Pakar mengatakan bencana-bencana membawa pesan perlunya perubahan signifikan yang harus dilakukan untuk menghadapi bencana yang serupa di masa depan. "Pemerintah harus menyadari infrastruktur yang mereka bangun di masa lalu atau bahkan sekarang, rentan terhadap peristiwa cuaca ekstrem," kata profesor di Lee Kuan Yew School of Public Policy Eduardo Araral, Kamis (22/7).
Penelitian yang dirilis di jurnal ilmiah Geophysical Research Letters pada 30 Juni lalu mengungkapkan tampaknya perubahan iklim meningkatkan jumlah badai besar dan bergerak pelan di Eropa. Badai tersebut bertahan lebih lama di suatu wilayah dan menyebabkan banjir yang terlihat di Jerman dan Belgia.
Perubahan iklim menyebabkan atmosfer menghangat sehingga dapat menahan kelembaman lebih lama. Artinya ketika hujan awan pecah maka lebih banyak air hujan yang diturunkan. Berdasarkan simulasi komputer para peneliti memprediksi pada akhir abad ini badai akan 14 kali lebih sering terjadi.
Walaupun banjir yang terjadi di barat dan selatan Jerman terjadi ribuan kilometer dari Henan. Tapi kedua bencana itu dapat memperlihatkan rentannya daerah padat penduduk pada bencana banjir dan bencana alam lainnya.
"Anda membutuhkan perhitungan teknis, memperkuat tanggul dan penghalang banjir, kami juga harus mengubah ulang tata kota," kata pakar dari Potsdam Institute for Climate Impact Research Fred Hattermann.
Ia mengatakan, fokus pada 'langkah-langkah penghijauan' harus ditingkatkan. Seperti membangun polder untuk mencegah air bergerak terlalu cepat. Polder adalah sebidang tanah rendah, dikelilingi tanggul sehingga tidak ada kontak air dari daerah luar selain yang dialirkan melalui perangkat manual. "Namun ketika terjadi hujan yang benar-benar lebat, semua itu tidak akan membantu, sehingga kami perlu belajar hidup dengan itu," katanya.
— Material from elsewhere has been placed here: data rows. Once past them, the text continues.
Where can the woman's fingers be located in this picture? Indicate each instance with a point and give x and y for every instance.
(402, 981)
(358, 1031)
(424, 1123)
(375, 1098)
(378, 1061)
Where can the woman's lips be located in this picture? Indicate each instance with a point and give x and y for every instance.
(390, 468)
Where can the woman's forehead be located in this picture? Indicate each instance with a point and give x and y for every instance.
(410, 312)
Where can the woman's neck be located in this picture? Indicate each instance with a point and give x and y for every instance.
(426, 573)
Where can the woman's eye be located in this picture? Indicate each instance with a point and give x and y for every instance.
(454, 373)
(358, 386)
Kebijakan seperti memperkuat tanggul, membangun rumah, jalanan dan infrastruktur kota yang tahan perubahan iklim akan memakan biaya miliaran dolar AS. Namun rekaman video orang-0rang yang berjuang hidup di dalam subway terendam di Zhengzhou atau tangisan warga kota-kota Jerman di tengah-tengah puing rumah mereka menegaskan uang tidak berarti.
"Ini mengejutkan dan harus saya katakan, menakutkan, seperti kota hantu, tidak ada siapa-siapa, hanya puing-puing dan tidak dapat dibayangkan ini terjadi di Jerman," kata sopir Palang Merah John Butschkowski yang terlibat proses penyelamatan di Jerman.
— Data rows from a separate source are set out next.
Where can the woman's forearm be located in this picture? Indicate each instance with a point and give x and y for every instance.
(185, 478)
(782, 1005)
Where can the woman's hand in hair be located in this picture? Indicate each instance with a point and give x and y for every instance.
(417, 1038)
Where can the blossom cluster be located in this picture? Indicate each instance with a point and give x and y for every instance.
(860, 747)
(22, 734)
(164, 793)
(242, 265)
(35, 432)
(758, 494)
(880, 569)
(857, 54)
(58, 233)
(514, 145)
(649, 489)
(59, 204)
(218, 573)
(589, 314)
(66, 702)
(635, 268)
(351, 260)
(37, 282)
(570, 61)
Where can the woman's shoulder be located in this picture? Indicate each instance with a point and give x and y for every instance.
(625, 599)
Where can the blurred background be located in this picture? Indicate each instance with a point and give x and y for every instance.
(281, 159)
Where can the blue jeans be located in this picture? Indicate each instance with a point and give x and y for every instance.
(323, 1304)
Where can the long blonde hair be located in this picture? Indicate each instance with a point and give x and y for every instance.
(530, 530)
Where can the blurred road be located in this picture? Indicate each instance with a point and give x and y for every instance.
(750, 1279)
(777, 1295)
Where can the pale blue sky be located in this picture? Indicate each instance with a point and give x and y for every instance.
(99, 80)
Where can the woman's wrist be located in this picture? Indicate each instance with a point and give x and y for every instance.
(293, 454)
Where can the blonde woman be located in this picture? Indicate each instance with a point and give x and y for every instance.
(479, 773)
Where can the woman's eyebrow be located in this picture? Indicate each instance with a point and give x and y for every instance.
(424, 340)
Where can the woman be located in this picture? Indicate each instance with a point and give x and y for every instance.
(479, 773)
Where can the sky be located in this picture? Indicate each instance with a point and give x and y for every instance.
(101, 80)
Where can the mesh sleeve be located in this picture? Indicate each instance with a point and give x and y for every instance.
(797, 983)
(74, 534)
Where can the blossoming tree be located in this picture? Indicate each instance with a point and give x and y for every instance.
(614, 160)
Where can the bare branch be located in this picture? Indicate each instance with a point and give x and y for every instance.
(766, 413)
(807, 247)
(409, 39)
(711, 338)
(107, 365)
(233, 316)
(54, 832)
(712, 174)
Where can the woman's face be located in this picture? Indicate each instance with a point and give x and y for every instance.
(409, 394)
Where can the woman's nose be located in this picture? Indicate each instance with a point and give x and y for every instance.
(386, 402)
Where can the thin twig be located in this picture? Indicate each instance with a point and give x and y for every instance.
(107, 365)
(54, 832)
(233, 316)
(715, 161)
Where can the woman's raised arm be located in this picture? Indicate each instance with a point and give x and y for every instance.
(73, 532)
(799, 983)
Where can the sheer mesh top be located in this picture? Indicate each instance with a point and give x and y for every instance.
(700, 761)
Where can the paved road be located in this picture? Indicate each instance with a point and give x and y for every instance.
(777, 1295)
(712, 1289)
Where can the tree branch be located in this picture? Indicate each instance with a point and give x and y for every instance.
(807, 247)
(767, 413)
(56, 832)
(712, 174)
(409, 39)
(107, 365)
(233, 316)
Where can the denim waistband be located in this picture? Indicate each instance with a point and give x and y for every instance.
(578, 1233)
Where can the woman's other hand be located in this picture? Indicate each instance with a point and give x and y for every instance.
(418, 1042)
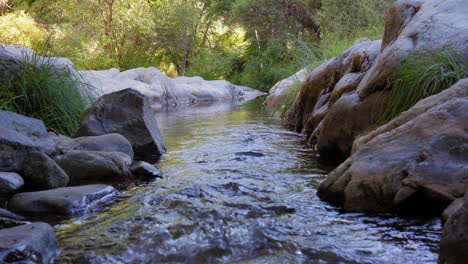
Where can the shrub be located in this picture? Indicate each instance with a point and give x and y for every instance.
(55, 95)
(424, 73)
(18, 28)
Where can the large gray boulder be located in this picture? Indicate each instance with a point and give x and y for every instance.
(41, 172)
(30, 243)
(105, 143)
(282, 90)
(454, 243)
(417, 163)
(10, 182)
(128, 113)
(412, 25)
(88, 167)
(20, 135)
(163, 91)
(69, 201)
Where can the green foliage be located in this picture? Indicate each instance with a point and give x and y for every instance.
(425, 73)
(18, 28)
(45, 92)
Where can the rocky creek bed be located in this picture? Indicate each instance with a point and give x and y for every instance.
(238, 187)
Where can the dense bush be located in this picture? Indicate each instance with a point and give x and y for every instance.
(54, 95)
(424, 73)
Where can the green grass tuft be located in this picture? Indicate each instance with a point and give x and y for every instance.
(425, 73)
(52, 94)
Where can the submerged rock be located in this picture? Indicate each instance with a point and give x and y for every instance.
(7, 214)
(128, 113)
(29, 243)
(42, 173)
(105, 143)
(279, 94)
(145, 171)
(412, 166)
(88, 167)
(10, 182)
(20, 135)
(454, 243)
(69, 201)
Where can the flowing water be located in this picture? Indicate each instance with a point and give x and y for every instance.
(238, 188)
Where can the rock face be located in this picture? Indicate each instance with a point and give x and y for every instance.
(42, 173)
(279, 94)
(104, 143)
(30, 243)
(20, 135)
(87, 167)
(319, 99)
(344, 97)
(69, 201)
(10, 182)
(454, 243)
(163, 91)
(407, 164)
(128, 113)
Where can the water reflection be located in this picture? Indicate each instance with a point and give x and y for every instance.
(239, 188)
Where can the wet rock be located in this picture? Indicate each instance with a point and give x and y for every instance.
(305, 114)
(10, 182)
(68, 201)
(105, 143)
(454, 243)
(8, 222)
(413, 167)
(347, 118)
(412, 25)
(279, 94)
(20, 135)
(452, 209)
(30, 243)
(128, 113)
(7, 214)
(87, 167)
(145, 171)
(42, 173)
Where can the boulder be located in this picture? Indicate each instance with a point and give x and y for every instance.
(41, 172)
(7, 214)
(128, 113)
(104, 143)
(412, 167)
(29, 243)
(9, 222)
(454, 243)
(452, 209)
(412, 25)
(332, 79)
(347, 118)
(10, 182)
(68, 201)
(20, 135)
(279, 94)
(145, 171)
(163, 91)
(87, 167)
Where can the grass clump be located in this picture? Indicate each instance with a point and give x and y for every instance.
(41, 90)
(425, 73)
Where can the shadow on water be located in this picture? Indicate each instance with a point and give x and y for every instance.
(238, 188)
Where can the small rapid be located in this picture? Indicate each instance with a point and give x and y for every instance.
(239, 188)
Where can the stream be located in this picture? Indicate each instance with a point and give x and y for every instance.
(238, 188)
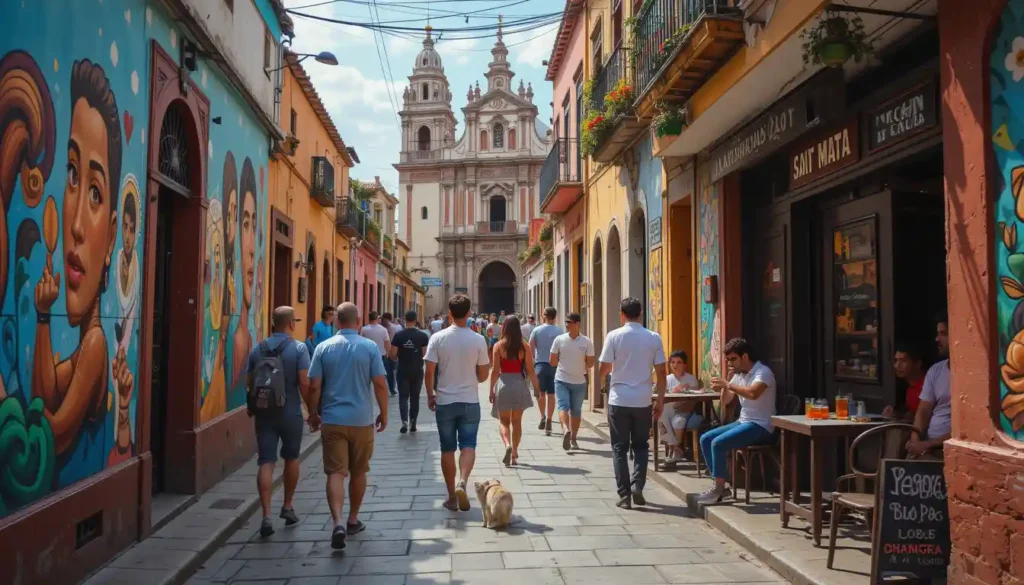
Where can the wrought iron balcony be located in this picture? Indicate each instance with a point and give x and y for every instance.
(560, 176)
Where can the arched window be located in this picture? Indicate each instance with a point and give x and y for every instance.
(423, 136)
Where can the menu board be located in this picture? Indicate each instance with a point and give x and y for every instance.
(912, 533)
(856, 300)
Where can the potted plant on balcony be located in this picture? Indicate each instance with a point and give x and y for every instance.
(835, 40)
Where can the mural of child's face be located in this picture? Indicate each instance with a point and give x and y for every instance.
(248, 246)
(89, 225)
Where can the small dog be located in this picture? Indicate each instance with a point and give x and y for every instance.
(496, 502)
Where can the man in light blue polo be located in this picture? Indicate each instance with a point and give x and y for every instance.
(349, 371)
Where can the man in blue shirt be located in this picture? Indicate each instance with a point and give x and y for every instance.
(286, 426)
(348, 371)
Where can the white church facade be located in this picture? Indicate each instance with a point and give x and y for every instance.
(468, 202)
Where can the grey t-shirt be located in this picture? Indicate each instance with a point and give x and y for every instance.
(544, 336)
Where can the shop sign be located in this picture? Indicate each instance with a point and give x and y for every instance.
(903, 117)
(911, 534)
(792, 117)
(824, 155)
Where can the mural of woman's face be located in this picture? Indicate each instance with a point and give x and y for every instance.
(89, 223)
(248, 245)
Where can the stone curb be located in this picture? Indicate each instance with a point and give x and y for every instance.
(790, 571)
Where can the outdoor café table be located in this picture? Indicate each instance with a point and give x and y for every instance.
(701, 397)
(816, 430)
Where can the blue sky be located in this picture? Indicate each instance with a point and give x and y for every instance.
(355, 91)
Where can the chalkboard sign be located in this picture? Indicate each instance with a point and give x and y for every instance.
(911, 537)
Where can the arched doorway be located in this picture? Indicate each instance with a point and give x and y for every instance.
(638, 259)
(597, 301)
(497, 286)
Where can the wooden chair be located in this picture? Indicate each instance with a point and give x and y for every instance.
(890, 443)
(792, 405)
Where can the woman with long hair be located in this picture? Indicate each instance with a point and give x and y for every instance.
(512, 361)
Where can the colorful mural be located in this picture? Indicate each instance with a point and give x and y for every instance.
(1007, 94)
(71, 162)
(710, 334)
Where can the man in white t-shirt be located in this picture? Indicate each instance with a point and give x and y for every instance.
(572, 357)
(677, 417)
(630, 354)
(460, 358)
(754, 383)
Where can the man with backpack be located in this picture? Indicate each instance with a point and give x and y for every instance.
(276, 385)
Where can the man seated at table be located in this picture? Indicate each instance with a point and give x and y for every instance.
(934, 418)
(754, 383)
(678, 416)
(908, 362)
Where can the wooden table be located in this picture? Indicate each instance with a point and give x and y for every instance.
(704, 398)
(791, 426)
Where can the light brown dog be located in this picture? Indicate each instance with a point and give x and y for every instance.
(496, 502)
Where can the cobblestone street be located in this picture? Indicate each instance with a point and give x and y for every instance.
(567, 529)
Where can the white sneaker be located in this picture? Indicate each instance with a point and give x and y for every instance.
(714, 495)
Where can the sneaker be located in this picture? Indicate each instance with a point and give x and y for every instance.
(714, 495)
(462, 497)
(289, 515)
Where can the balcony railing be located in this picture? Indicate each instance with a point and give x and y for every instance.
(561, 166)
(613, 70)
(662, 27)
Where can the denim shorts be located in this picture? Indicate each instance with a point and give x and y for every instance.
(457, 425)
(287, 429)
(569, 398)
(546, 376)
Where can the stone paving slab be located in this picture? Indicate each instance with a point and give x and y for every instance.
(566, 529)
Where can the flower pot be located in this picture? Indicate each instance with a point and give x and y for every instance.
(835, 54)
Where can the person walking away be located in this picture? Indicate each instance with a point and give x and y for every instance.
(379, 334)
(409, 346)
(278, 366)
(541, 340)
(572, 357)
(678, 417)
(460, 359)
(347, 372)
(509, 393)
(755, 384)
(630, 353)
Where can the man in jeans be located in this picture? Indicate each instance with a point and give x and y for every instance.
(460, 357)
(409, 346)
(572, 357)
(630, 354)
(286, 427)
(754, 383)
(349, 371)
(541, 340)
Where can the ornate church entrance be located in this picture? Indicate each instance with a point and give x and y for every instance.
(497, 289)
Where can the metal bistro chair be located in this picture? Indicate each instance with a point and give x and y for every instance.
(890, 443)
(792, 405)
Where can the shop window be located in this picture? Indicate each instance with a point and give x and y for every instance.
(856, 300)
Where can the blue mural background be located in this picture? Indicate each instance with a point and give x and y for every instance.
(1007, 94)
(68, 411)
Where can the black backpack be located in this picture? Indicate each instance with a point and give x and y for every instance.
(268, 391)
Ilmuwan perubahan iklim dan cuaca di Singapore University of Social Sciences, Koh Tieh-Yong mengatakan harus ada asesmen terhadap sungai dan sistem perairan di wilayah-wilayah rentan pada perubahan iklim. Seperti perkotaan dan ladang. "Banjir biasanya terjadi akibat dua faktor kombinasi, satu hujan lebih lebat dari biasanya dan dua ketidakcukupan kapasitas sungai untuk memecah air hujan yang terkumpul," katanya.
Bencana di China dan Eropa terjadi di periode hujan lebat yang tidak sewajarnya. Jumlah air hujan yang mengguyur China selama tiga hari setara dengan hujan yang harusnya turun selama satu tahun.
Setelah mengalami bencana banjir parah dalam beberapa dekade terakhir. Pinggir sungai-sungai besar di Jerman seperti Rhine dan Elbe sudah diperkuat. Tapi cuaca ekstrem pekan lalu membuat aliran air di anak sungai seperti Ahr dan Swist menjadi menakutkan.
Para ilmuwan memperkirakan tidak adanya bendungan besar atau tempat evakuasi air yang cukup di kota-kota besar di Cina yang mengubah daya tampung Sungai Kuning. Salah satu faktor yang menyebabkan bencana banjir.